Given a list of inventory items with their current stock levels and a list of incoming orders with quantities, write a Python function to determine the optimal reorder points for each item to minimize stockouts while considering lead times and demand variability. You can assume a simplified demand forecasting model is provided.

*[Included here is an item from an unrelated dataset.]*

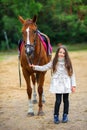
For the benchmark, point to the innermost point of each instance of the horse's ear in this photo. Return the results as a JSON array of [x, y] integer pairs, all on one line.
[[34, 19], [21, 19]]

final round · 20-30 minutes
How to structure your answer
MECE Framework: 1. Deconstruct Input: Parse inventory, orders, lead times, and demand variability. 2. Define Reorder Point Components: Calculate safety stock (using demand variability and desired service level) and lead time demand. 3. Formulate Reorder Point: Reorder Point = (Average Daily Demand * Lead Time) + Safety Stock. 4. Iterative Optimization: Implement a simulation or optimization algorithm (e.g., genetic algorithm, linear programming) to adjust service levels or safety stock parameters to minimize stockouts under various demand scenarios. 5. Output: Present optimal reorder points per item, along with associated service levels and projected stockout risks. This ensures comprehensive coverage and actionable insights.
Sample answer
To determine optimal reorder points, I'd implement a Python function leveraging a multi-faceted approach. First, I'd calculate the average daily demand for each item using the provided forecasting model. Next, I'd determine the lead time demand by multiplying average daily demand by the item's lead time. Crucially, I'd then calculate safety stock for each item. This involves considering demand variability (standard deviation of demand) and a desired service level (e.g., 95% or 98%) to determine the appropriate Z-score. Safety Stock = Z-score * Standard Deviation of Demand * sqrt(Lead Time). Finally, the Reorder Point = Lead Time Demand + Safety Stock. The function would iterate through all inventory items, applying this formula. For optimization, I'd introduce a feedback loop or simulation to test different service levels, adjusting them to minimize stockouts within acceptable holding cost parameters. This ensures a robust, data-driven reorder strategy.
Key points to mention
- • Safety Stock Calculation (Z-score, standard deviation of demand during lead time)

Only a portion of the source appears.